Greer set down the rod and turned to me.

“Look, man, I don’t know what all happened to you on the sixteenth—”

“Nothing happened.”

“Card—”

“Nothing happened that didn’t happen to a thousand other people.”

“Yeah, but you remember,” Greer said. “Whatever it was, you remember it. And, hey, if you don’t want to talk to me about it, that’s fine. As your friend, it hurts me deeply, but fine. But you should talk to somebody.”

“I don’t need to.”

“Ha!”

“You and Hannah—” I clenched my jaw to bite off the rest.

“What?” Greer said. “Say it.”

“You two think this is a game.”

Back when Greer was his old self, he almost never had to use his fists. Remember? He would fix his eyes on any of us, either at the bus stop or in the schoolyard, and we would wither. There was something in the way he looked at you that said he saw right through whatever sad little defense you were trying to mount, whatever bluff. It also said that what was inside of him was no bluff at all. Greer looked at me like that as we sat by the reservoir.

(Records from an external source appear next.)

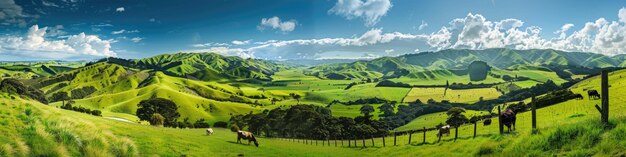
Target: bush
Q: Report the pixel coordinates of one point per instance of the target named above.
(220, 124)
(157, 119)
(234, 128)
(164, 107)
(201, 124)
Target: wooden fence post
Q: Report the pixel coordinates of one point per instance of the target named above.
(410, 134)
(384, 140)
(500, 121)
(534, 115)
(349, 143)
(328, 140)
(424, 141)
(604, 111)
(372, 140)
(475, 129)
(394, 138)
(456, 132)
(363, 138)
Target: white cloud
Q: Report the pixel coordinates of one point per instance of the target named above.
(239, 42)
(276, 23)
(473, 31)
(423, 25)
(210, 44)
(125, 31)
(136, 39)
(11, 13)
(225, 51)
(35, 45)
(371, 11)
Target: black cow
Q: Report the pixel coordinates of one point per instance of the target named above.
(487, 122)
(508, 119)
(593, 94)
(579, 97)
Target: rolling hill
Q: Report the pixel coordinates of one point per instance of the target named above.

“You really think you know what’s going to happen because you know what did happen?” he said. “You think you know who people are because you know who they were? Trust me here, man. You don’t know a damn thing.”

I turned away. I could feel his eyes on my back as I watched ripples of water strike the shore. He got up and headed back down the hill.

“You know what?” he said. “Forget it. I’m going to go find a nice green-haired girl and try to convince her that, no matter what stupid thing you said to her, we all want her here and she shouldn’t take her things and go live in some Guard rooming house full of rapists and pedophiles. And then, if I can manage that, I’m going to take her and all the kids down to the park to eat some barbecue. Because if I don’t, if I spend all my time on this stupid mountain worrying that it’s all going to come crashing down around me any minute, I honestly think I’ll just go ahead and blow my brains out. Okay? If that means I think all this is a game—which, by the way, is an incredibly freaking insulting thing to say to your best friend—then so be it. Now, you wanna come or you wanna sit here moping and pretending to fish?”